Traditional German dessert
Happily makes 4 wafers
ALL ORGANIC INGREDIENTS
Chocolate Biscuit Cake:
1/3 Cup all purpose Gluten free flour (I used Cassava Flour)
2 TBSP Cacao Powder
1/4 Cup Sugar (I used Monk Fruit)
1 TBSP Milk (I used Coconut milk)
1/8 tsp Sea Salt
1 Cup Cream Cheese (I used Coconut Cream Cheese, Miyoko’s brand)
1/2 Cup Soft Butter
1 tsp Vanilla
3 TBSP Condensed milk (I used Coconut Cream)
To make the Cake:
Whisk flour, cacao, and salt together. In a separate bowl whisk room temperature eggs and sugar together until light and airy.

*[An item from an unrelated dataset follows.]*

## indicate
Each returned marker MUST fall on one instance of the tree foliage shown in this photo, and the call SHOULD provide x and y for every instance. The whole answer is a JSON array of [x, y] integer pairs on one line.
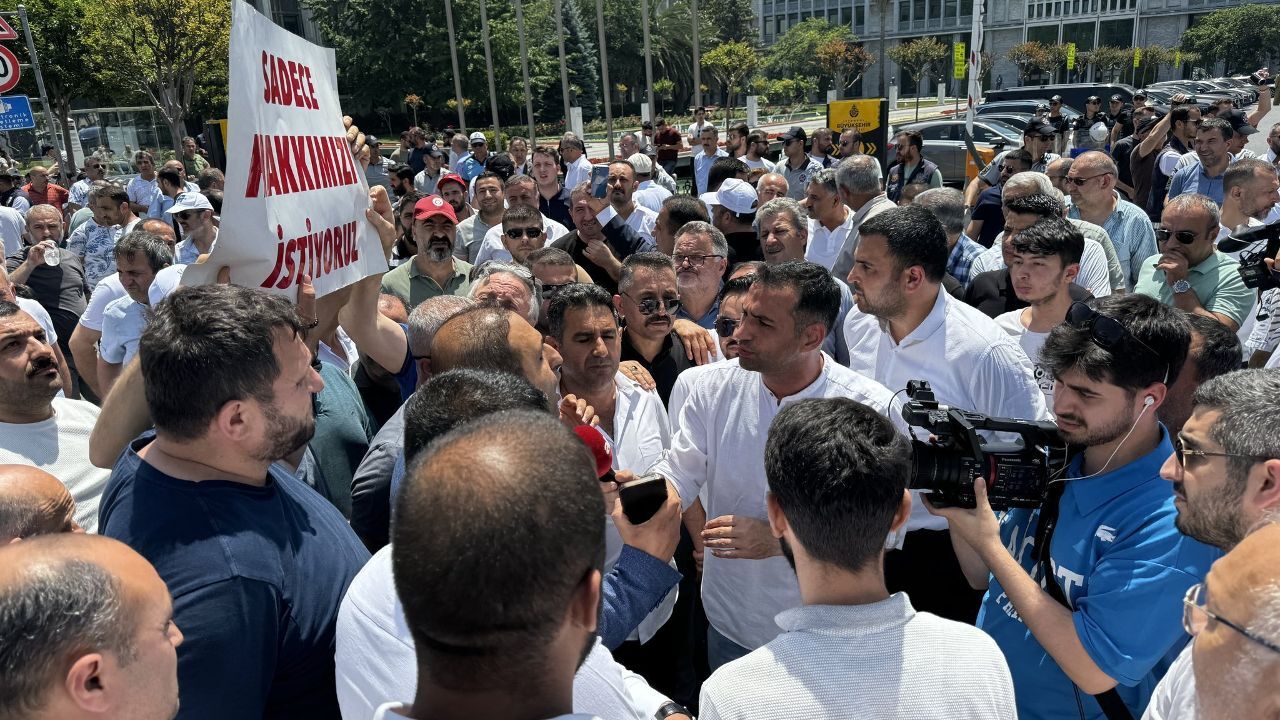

Add flour mixture and mix well until creamy.
Spray an 8×8 baking pan/stone. Line with parchment paper.
Pour in batter. Cook at 350 for 10-12 mins.
Remove, turn over, pull of parchment paper.
To make the filling:
Whisk or blend (easiest) the ingredients together.
Cut the cake in half. Then cut longways to create a wafer bottom and top.
Spread the filling on one side of the cake, then top with the other half.